The Precision Loads cells are American-made (all other parts of the system are made in the UK) and their specification shows they have an output linearity of better than 0.3 per cent of full scale above 500kg. Each cell measures 574mm x 72.1mm x 60.3mm (22.6in x 2.8in x 2.4in) and weighs 15kg (331 lb).

Accuracy is enhanced by the chassis-mounted cells being primary transducers, that is they measure their own deflection, in contrast to secondary transducers, such as the type commonly fitted to axles, which measure deflection in another component.

The PL's load cells' working temperature range is from 23 deg C to 50 deg C and the manufacturer is confident enough in the unit's sealing and general durability to guarantee the cells for two years, even though it is clear they will be working in a difficult environment. The rest of the PL system is guaranteed for one year but Cammie Hodgkinson, Precision Loads' commercial manager is confident that the working life of the system will be as much as ten years.

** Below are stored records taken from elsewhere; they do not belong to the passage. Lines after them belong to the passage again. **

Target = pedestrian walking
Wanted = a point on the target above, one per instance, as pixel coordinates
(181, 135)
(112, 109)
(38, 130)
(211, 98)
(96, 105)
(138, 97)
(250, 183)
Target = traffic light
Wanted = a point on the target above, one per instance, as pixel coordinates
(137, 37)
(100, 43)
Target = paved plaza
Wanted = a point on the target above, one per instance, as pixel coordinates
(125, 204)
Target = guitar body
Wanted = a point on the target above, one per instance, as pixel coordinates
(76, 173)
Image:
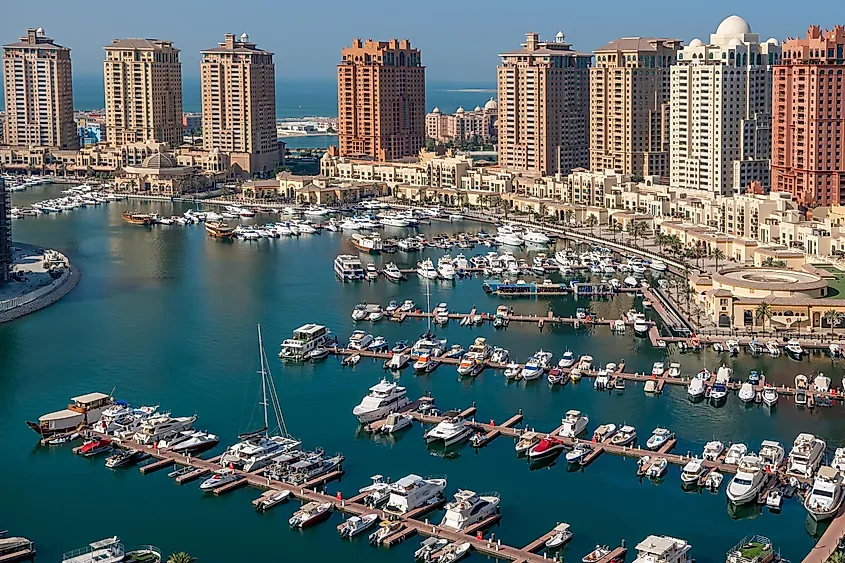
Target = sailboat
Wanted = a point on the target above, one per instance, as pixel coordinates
(257, 449)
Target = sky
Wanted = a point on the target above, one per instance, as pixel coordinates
(459, 39)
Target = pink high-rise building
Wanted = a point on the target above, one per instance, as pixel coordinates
(808, 119)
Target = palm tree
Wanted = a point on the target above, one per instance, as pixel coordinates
(181, 557)
(764, 313)
(831, 316)
(717, 255)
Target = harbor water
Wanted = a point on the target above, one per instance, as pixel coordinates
(165, 315)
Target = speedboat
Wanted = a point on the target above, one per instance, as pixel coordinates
(658, 438)
(219, 478)
(735, 453)
(451, 430)
(825, 497)
(794, 350)
(712, 450)
(567, 360)
(357, 524)
(573, 424)
(467, 509)
(384, 398)
(770, 395)
(310, 514)
(748, 480)
(692, 471)
(545, 448)
(626, 436)
(577, 454)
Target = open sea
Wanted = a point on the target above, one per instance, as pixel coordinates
(165, 315)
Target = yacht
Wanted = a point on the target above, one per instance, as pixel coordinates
(748, 481)
(794, 350)
(692, 471)
(348, 268)
(412, 492)
(663, 549)
(383, 399)
(425, 269)
(450, 430)
(806, 455)
(467, 509)
(825, 497)
(161, 426)
(772, 454)
(305, 340)
(573, 424)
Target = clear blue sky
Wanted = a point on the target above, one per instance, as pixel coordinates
(459, 38)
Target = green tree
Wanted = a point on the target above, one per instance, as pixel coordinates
(764, 313)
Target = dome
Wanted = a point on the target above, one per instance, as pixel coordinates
(158, 160)
(733, 26)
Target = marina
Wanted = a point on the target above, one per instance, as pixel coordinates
(163, 288)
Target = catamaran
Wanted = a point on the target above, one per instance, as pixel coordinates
(258, 449)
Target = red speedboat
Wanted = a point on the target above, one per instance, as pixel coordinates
(94, 447)
(547, 447)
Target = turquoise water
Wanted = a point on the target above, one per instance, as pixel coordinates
(166, 315)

To see the on-board weighing system in action I followed the Buxted Scania to Cranberry Rough, a broiler breeder site at Shropham in Norfolk where on a typical visit to a farm there were three separate deliveries of feed to be made — one of 3,000kg, one of 6,000kg and one of 9,170kg.

A print out from earlier that morning showed that it had taken only four minutes to load the Scania's payload of 18,170kg. The weight was verified on the East Wretham weighbridge.

When the Precision Load equipment is initially installed, the indicator is calibrated to take account of the body weight so that it simply reads the payload weight when set in the "load" mode and the delivered weight when in the "deliver" mode. Four "set" buttons allow the driver to set the instrument to emit a bleeping noise when the required delivery weight has been reached.

The ticket for the first drop at the broiler breeder site showed that the Seadyke blower delivered 3,000kg of feed in eight minutes. The driver then lowered the body, handed a print out to the farmer and moved his vehicle to the next broiler "house" — all very smooth and efficient with the right quantity of feed delivered quickly, and documented.

Like most sites, Cranberry Rough has some uneven access roads. Would these not affect the accuracy of the weighing? Precision Loads says no and cites this as one of the crucial advantages of its chassis mounted system. The American maker of the load cells says that even a six per cent fore and aft slope will invoke no more than a one per cent error.